This issue tracker has been migrated to GitHub ,
and is currently read-only.
For more information,
see the GitHub FAQs in the Python's Developer Guide.
Created on 2009年01月07日 00:21 by amaury.forgeotdarc, last changed 2022年04月11日 14:56 by admin. This issue is now closed.
| Files | ||||
|---|---|---|---|---|
| File name | Uploaded | Description | Edit | |
| io_utf16.patch | amaury.forgeotdarc, 2009年01月07日 00:21 | |||
| Messages (11) | |||
|---|---|---|---|
| msg79299 - (view) | Author: Amaury Forgeot d'Arc (amaury.forgeotdarc) * (Python committer) | Date: 2009年01月07日 00:21 | |
First write a utf-16 file with its signature:
>>> f1 = open('utf16.txt', 'w', encoding='utf-16')
>>> f1.write('0123456789')
>>> f1.close()
Then read it twice:
>>> f2 = open('utf16.txt', 'r', encoding='utf-16')
>>> print('read1', ascii(f2.read()))
read1 '0123456789'
>>> f2.seek(0)
0
>>> print('read2', ascii(f2.read()))
read2 '\ufeff0123456789'
The second read returns the BOM!
This is because the zero in seek(0) is a "cookie" which contains both the position
and the decoder state.
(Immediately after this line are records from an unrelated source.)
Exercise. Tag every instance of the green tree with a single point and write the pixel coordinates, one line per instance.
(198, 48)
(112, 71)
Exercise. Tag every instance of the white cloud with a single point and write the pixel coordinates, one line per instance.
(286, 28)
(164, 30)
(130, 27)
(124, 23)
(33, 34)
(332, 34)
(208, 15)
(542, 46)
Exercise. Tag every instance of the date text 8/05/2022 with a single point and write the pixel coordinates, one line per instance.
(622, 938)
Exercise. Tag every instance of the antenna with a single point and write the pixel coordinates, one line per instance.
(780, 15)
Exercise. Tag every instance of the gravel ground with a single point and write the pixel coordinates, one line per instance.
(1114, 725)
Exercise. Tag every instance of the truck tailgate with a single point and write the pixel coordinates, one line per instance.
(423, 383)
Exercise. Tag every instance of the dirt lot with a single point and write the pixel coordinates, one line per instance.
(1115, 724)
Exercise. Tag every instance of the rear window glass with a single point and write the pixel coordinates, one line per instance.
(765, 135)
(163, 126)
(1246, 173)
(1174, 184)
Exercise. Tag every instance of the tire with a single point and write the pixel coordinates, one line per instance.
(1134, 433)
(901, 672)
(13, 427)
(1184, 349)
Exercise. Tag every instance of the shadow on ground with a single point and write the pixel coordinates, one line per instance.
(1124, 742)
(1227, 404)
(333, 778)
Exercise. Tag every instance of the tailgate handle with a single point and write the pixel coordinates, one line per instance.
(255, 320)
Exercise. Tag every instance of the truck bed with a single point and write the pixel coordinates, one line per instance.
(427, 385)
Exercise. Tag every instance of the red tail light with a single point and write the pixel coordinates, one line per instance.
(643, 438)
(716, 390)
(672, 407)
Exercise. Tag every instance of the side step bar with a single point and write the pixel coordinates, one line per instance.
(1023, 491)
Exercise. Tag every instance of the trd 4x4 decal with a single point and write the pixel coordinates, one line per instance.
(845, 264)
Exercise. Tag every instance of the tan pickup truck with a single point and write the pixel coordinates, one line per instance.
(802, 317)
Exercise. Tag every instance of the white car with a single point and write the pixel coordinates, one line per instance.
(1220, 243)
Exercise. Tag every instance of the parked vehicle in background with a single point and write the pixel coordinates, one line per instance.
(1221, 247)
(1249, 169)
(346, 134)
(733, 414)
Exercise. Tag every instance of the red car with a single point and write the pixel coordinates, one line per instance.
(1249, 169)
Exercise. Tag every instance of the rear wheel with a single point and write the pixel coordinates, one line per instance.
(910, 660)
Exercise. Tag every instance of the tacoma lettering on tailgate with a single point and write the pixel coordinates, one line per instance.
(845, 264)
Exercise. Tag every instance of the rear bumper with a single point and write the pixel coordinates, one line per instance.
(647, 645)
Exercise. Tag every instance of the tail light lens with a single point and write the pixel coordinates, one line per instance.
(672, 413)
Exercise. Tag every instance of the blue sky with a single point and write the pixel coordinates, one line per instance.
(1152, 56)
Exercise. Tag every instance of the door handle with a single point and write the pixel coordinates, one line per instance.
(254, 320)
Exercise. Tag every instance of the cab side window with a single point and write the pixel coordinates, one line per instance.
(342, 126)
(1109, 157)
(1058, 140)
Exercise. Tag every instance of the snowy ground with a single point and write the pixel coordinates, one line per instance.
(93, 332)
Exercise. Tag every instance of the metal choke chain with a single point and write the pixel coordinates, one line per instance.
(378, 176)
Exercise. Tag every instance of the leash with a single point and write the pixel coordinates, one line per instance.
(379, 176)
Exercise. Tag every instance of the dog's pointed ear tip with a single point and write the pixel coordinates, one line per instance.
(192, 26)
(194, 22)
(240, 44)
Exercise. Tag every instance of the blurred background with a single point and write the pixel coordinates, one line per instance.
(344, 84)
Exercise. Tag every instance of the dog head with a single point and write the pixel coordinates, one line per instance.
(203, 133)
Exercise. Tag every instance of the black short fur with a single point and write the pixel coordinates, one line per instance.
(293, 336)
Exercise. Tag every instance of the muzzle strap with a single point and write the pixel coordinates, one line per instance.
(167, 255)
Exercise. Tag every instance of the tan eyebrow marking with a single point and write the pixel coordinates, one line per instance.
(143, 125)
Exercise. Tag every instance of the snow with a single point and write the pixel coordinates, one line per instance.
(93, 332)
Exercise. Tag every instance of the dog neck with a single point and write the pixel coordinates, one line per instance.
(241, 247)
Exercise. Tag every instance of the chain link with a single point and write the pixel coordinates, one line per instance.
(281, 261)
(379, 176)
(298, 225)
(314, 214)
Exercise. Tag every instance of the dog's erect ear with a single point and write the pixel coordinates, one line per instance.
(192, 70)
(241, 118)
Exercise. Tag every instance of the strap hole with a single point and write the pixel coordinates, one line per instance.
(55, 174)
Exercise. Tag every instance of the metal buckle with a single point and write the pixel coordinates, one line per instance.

Unfortunately, state=0 means 'endianness has been determined:
native order'.
maybe a suggestion: handle seek(0) as a special value which calls decoder.reset().
The patch implement this idea.
|
|||
| msg79325 - (view) | Author: STINNER Victor (vstinner) * (Python committer) | Date: 2009年01月07日 11:46 | |
> This is because the zero in seek(0) is a "cookie"
> which contains both the position and the decoder state.
> Unfortunately, state=0 means 'endianness has been determined:
> native order'.
The problem is maybe that TextIOWrapper._pack_cookie() can create a
cookie=0. Example to create a non-null value, replace:
def _pack_cookie(self, position, ...):
return (position | (dec_flags<<64) | ...
def _unpack_cookie(self, bigint):
rest, position = divmod(bigint, 1<<64)
...
by
def _pack_cookie(self, position, ...):
return (1 | (position<<1) | (dec_flags<<65) | ...
def _unpack_cookie(self, bigint):
if not (bigint & 1):
raise ValueError("invalid cookie")
bigint >>= 1
rest, position = divmod(bigint, 1<<64)
...
Why the cookie is an integer and not an object with attributes?
|
|||
| msg79326 - (view) | Author: Amaury Forgeot d'Arc (amaury.forgeotdarc) * (Python committer) | Date: 2009年01月07日 12:03 | |
> The problem is maybe that TextIOWrapper._pack_cookie() > can create a cookie=0 But only when position==0. And in this case, at the beginning of the stream, it makes sense to reset everything to its initial value: zero for the various counts, and call decoder.reset() |
|||
| msg79330 - (view) | Author: Antoine Pitrou (pitrou) * (Python committer) | Date: 2009年01月07日 12:59 | |
Well, there are other problems with utf-16, e.g. when opening an
existing file for appending, the BOM is written again:
>>> f = open('utf16.txt', 'w', encoding='utf-16')
>>> f.write('abc')
3
>>> f.close()
>>> f = open('utf16.txt', 'a', encoding='utf-16')
>>> f.write('def')
3
>>> f.close()
>>> open('utf16.txt', 'r', encoding='utf-16').read()
'abc\ufeffdef'
Who said TextIOWrapper was sane? :-o
|
|||
| msg79410 - (view) | Author: Marc-Andre Lemburg (lemburg) * (Python committer) | Date: 2009年01月08日 13:50 | |
On 2009年01月07日 01:21, Amaury Forgeot d'Arc wrote:
> First write a utf-16 file with its signature:
>
>>>> f1 = open('utf16.txt', 'w', encoding='utf-16')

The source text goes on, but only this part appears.